Eradication of biofilm bacteria is notoriously difficult due to their growth pattern, emergence of resistant phenotypes and resistance to antibiotic penetration. Bacteria within the biofilm exist in a dormant state and can be activated by an immunosuppressed state, trauma, or iatrogenic manipulation [14, 15]. It is reasonable to conclude that penile hyaluronic acid fillers behaves similarly, with a greater likelihood of infection due to extensive bacterial flora and susceptibility to trauma in the urogenital region. This was demonstrated in our case with the appearance of pus-stained fillers intraoperatively and growth of Streptococcus Pyogenes, a common skin coloniser, on operative wound swabs and cultures. In this case, subcutaneous invasion of bacteria likely occurred during sexual intercourse through the abrasion (Fig. 1A) or a herpetic sore, which then invaded the hyaluronic acid fillers. It was considered less likely to be a delayed infection from the initial insertion of penile fillers, due to the onset of symptoms following unprotected intercourse.

Imaging has a limited role in the acutely deteriorating patient. In this case, CT was performed to exclude necrotising fasciitis or a deeper perineal or pelvic collection contributing to the patient's rapid deterioration to guide operative planning and consent. In dermatology, ultrasound is the imaging modality of choice for assessment of cosmetic fillers. High-density hyaluronic acid appears as well delineated, anechoic, pseudocystic structures without internal echoes. CT and MRI may provide limited information to gauge the extent of filler deposits, however do not specifically detect hyaluronic acid deposits [16].

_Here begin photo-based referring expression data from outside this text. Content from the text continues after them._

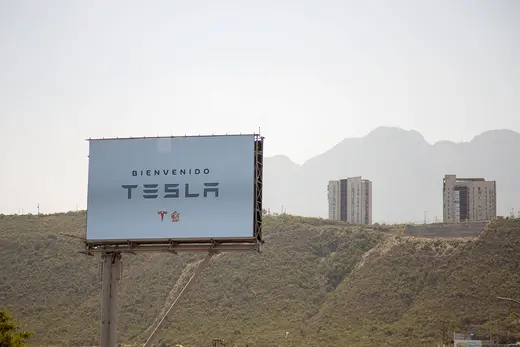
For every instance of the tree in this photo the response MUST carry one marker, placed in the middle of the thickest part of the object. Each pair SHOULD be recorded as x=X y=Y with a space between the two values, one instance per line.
x=10 y=336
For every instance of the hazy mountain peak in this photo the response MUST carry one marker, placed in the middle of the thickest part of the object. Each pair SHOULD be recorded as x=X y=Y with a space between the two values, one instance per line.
x=385 y=132
x=496 y=135
x=406 y=172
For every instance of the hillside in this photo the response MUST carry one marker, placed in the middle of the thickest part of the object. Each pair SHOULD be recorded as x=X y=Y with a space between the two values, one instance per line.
x=405 y=170
x=324 y=282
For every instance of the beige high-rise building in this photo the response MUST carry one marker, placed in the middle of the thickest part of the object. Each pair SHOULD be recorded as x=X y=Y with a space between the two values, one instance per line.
x=350 y=200
x=333 y=198
x=468 y=199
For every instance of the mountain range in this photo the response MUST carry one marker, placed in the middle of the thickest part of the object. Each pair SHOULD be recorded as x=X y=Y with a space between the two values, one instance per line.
x=406 y=173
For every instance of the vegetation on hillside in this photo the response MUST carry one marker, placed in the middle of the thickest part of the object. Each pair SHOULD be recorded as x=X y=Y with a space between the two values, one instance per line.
x=10 y=333
x=324 y=283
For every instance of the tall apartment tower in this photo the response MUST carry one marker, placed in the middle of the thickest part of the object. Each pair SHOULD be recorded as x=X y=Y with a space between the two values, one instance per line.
x=350 y=200
x=334 y=201
x=468 y=199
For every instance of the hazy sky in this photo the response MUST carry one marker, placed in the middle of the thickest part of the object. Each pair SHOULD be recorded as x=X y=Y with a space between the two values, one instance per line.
x=309 y=73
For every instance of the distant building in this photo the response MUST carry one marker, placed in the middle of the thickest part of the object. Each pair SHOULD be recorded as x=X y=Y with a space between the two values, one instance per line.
x=350 y=200
x=334 y=200
x=468 y=199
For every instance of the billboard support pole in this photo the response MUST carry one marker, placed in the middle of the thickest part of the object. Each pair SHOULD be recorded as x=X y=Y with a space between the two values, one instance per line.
x=111 y=274
x=191 y=281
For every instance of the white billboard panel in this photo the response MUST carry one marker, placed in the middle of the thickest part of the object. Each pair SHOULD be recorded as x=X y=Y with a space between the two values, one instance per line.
x=171 y=188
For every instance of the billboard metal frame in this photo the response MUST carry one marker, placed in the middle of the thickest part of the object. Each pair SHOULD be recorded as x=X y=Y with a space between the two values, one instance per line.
x=111 y=251
x=174 y=245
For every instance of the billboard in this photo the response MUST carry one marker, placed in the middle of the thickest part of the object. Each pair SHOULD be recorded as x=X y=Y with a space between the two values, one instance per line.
x=174 y=188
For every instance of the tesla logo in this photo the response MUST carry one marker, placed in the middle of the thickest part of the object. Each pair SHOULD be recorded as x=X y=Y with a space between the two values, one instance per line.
x=175 y=216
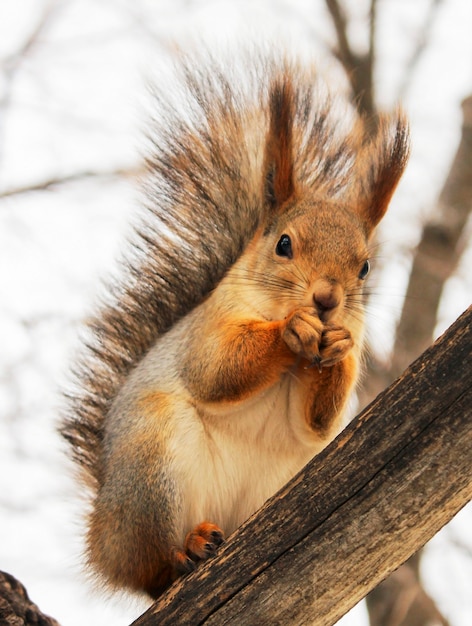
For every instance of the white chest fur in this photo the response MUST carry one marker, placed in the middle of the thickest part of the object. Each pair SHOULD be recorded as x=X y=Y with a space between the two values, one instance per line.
x=245 y=454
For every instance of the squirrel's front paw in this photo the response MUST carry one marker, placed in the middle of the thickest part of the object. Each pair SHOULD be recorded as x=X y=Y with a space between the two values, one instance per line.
x=302 y=332
x=336 y=342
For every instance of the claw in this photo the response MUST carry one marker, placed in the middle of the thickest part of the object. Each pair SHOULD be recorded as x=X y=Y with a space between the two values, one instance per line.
x=316 y=362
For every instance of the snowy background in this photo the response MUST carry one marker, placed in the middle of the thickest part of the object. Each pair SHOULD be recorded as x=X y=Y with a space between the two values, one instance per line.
x=72 y=92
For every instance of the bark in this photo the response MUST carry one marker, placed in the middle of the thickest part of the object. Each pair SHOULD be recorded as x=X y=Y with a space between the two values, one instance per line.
x=384 y=487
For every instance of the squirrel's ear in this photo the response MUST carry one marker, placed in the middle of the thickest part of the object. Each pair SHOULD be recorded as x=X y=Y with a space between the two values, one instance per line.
x=380 y=163
x=278 y=161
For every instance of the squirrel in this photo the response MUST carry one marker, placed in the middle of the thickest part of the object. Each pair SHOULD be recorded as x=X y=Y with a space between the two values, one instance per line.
x=224 y=358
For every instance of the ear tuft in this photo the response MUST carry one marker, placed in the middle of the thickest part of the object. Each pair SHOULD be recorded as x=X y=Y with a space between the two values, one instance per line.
x=381 y=163
x=278 y=163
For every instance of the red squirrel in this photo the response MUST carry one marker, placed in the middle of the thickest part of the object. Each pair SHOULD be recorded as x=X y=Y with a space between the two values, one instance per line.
x=225 y=356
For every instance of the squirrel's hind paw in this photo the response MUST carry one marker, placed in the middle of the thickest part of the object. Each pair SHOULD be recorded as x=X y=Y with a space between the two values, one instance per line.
x=203 y=541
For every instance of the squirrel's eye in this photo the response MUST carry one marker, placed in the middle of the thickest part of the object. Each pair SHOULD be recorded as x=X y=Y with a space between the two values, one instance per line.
x=365 y=270
x=284 y=247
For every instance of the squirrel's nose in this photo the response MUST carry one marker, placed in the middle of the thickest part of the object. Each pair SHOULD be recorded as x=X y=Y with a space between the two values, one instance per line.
x=326 y=297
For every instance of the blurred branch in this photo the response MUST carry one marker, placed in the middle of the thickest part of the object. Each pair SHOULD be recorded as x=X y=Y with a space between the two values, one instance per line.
x=11 y=63
x=358 y=67
x=71 y=178
x=422 y=43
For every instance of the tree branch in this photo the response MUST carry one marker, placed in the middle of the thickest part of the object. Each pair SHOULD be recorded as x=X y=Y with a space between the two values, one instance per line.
x=384 y=487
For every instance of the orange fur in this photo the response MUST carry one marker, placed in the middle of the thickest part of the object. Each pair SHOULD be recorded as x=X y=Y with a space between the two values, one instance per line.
x=229 y=354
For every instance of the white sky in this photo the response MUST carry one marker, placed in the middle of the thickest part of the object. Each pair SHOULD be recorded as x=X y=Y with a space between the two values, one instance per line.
x=75 y=104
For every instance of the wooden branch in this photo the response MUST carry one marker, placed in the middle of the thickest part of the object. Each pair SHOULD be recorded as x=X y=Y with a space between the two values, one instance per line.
x=385 y=486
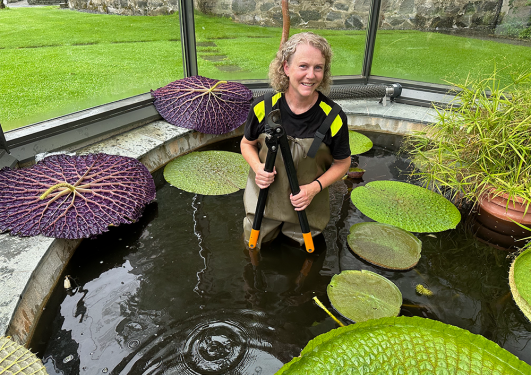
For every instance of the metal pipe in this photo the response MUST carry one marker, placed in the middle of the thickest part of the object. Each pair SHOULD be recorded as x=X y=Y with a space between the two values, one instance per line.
x=370 y=41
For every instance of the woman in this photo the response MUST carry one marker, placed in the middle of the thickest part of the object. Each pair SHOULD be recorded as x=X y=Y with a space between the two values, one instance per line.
x=300 y=74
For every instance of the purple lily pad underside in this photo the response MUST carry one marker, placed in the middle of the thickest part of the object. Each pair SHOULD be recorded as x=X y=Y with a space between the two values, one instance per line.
x=73 y=197
x=203 y=104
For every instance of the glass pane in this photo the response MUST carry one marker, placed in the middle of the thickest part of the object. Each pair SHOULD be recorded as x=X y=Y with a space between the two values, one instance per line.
x=463 y=38
x=58 y=61
x=237 y=45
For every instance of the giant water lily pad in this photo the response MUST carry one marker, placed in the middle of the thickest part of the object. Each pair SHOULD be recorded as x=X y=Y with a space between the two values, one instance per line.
x=520 y=282
x=16 y=359
x=66 y=196
x=364 y=295
x=359 y=143
x=385 y=245
x=204 y=104
x=208 y=172
x=410 y=207
x=404 y=345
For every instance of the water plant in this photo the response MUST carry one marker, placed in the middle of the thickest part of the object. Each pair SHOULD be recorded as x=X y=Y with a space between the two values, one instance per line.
x=384 y=245
x=364 y=295
x=208 y=172
x=481 y=142
x=407 y=345
x=65 y=196
x=207 y=105
x=410 y=207
x=359 y=143
x=520 y=281
x=16 y=359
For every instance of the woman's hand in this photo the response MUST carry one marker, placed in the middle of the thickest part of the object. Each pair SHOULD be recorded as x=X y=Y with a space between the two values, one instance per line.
x=263 y=179
x=305 y=196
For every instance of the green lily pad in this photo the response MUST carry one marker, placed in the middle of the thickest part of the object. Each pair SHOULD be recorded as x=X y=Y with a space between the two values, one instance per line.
x=364 y=295
x=385 y=245
x=410 y=207
x=520 y=282
x=208 y=172
x=359 y=143
x=403 y=345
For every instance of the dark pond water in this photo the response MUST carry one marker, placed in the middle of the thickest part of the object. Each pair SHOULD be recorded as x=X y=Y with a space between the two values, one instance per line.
x=178 y=292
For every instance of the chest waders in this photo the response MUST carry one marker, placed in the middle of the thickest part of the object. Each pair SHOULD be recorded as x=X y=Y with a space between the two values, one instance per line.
x=278 y=213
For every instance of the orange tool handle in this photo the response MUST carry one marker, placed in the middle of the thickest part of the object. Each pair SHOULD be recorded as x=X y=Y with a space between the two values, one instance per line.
x=308 y=242
x=253 y=238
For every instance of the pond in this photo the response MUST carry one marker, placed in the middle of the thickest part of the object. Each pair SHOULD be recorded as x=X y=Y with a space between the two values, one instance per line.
x=179 y=293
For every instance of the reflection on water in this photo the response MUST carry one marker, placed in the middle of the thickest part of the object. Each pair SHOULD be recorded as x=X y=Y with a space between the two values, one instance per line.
x=178 y=292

Surgical intervention to remove the potentially infected penile fillers as ‘source control’ was advocated, given the patient’s rapid decline despite aggressive medical management. During pre-operative discussion with the patient’s initial cosmetic surgeon it was suggested that routine hyaluronic acid fillers are usually easily expressible after an incision, however, this was not evident due to the inflammatory response of the surrounding tissue. Due to the circumferential location of the penile fillers, there was concern regarding the long term cosmetic and sexual function if multiple incisions were performed. Hence the intra-operative approach was converted to a needle aspiration combined with manual pressure to remove the infected penile fillers.

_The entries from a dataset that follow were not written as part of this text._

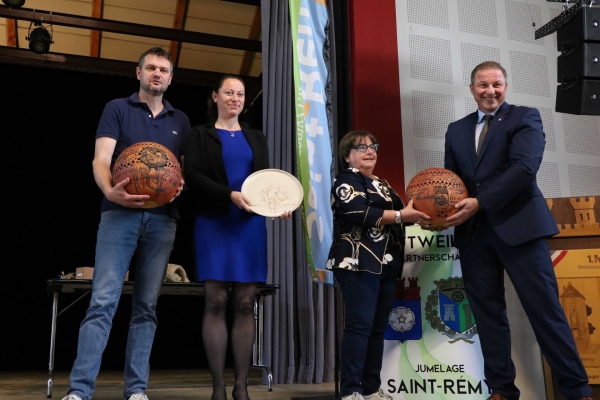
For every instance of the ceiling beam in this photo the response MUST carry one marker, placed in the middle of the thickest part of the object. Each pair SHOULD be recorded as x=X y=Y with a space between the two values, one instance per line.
x=12 y=39
x=248 y=56
x=11 y=55
x=178 y=21
x=248 y=2
x=128 y=28
x=97 y=8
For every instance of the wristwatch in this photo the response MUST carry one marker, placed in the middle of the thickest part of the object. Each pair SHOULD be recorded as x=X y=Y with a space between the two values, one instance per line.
x=398 y=217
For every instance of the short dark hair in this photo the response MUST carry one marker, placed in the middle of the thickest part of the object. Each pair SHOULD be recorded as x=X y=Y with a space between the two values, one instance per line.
x=213 y=113
x=487 y=65
x=349 y=141
x=158 y=52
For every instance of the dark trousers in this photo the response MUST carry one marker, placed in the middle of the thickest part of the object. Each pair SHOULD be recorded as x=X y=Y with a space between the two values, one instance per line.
x=368 y=300
x=530 y=269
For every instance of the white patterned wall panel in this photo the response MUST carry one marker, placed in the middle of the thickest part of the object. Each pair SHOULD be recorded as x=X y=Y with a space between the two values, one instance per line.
x=486 y=22
x=584 y=180
x=432 y=114
x=547 y=179
x=530 y=74
x=429 y=159
x=438 y=46
x=582 y=135
x=522 y=19
x=422 y=13
x=430 y=59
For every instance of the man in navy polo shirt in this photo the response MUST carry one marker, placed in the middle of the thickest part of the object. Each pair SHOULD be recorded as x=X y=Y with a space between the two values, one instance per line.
x=125 y=228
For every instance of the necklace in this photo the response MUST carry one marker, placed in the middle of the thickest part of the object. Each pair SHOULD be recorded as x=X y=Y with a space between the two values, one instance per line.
x=231 y=132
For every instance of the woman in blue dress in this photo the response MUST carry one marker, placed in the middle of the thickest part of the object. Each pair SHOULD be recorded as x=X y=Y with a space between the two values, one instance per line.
x=230 y=240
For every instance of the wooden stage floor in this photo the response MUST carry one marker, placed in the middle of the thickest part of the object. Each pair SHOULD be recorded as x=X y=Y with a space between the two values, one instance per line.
x=163 y=385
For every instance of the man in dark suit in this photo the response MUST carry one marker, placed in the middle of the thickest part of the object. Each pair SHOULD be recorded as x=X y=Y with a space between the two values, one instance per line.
x=503 y=226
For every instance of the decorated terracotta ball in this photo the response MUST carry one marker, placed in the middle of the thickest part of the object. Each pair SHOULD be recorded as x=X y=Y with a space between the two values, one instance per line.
x=435 y=191
x=152 y=170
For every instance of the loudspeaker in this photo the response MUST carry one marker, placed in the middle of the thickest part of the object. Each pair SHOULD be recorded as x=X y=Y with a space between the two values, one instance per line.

The diagnostic challenge in these cases lies not in the identification of infection but the assessment of the likely severity and trajectory. Most cases of penile cellulitis rapidly respond to antibiotic therapy [17]. However, there is potential for rapid deterioration, as demonstrated in this case, where scarring from previous hypospadias repair, combined with hyaluronic acid penile fillers contributed to the severity of infection. Furthermore, the patient’s self-administration of prednisone and history of polysubstance abuse likely contributed to a compromised immune state. Indeed active polysubstance abuse in patients undergoing inflatable penile prosthesis surgery has been shown to significantly increase risk of postoperative infection [18]. Clinicians need to assess patient’s social history beyond medical comorbidities to adequately assess and predict infection severity.

In an era of growing emphasis on physical appearance and demand of injectable fillers, cosmetic filler infections is more than ever, important to recognise and manage appropriately. There is likely an underestimation of the complications from penile girth enlargement due to a lack of available data. This is the first published case of sepsis from a penile infection contributed by hyaluronic acid penile fillers. In this case, the localised infection rapidly progressed to sepsis with multi-organ failure requiring intensive care support and operative source control. The unusual severity of the case was due to a combination of host risk-factors and hyaluronic-acid penile fillers acting as a foundation for bacterial biofilm formation. This case demonstrates early surgical intervention with targeted antimicrobials can result in successful eradication of infection and satisfactory cosmetic and functional outcomes for patients.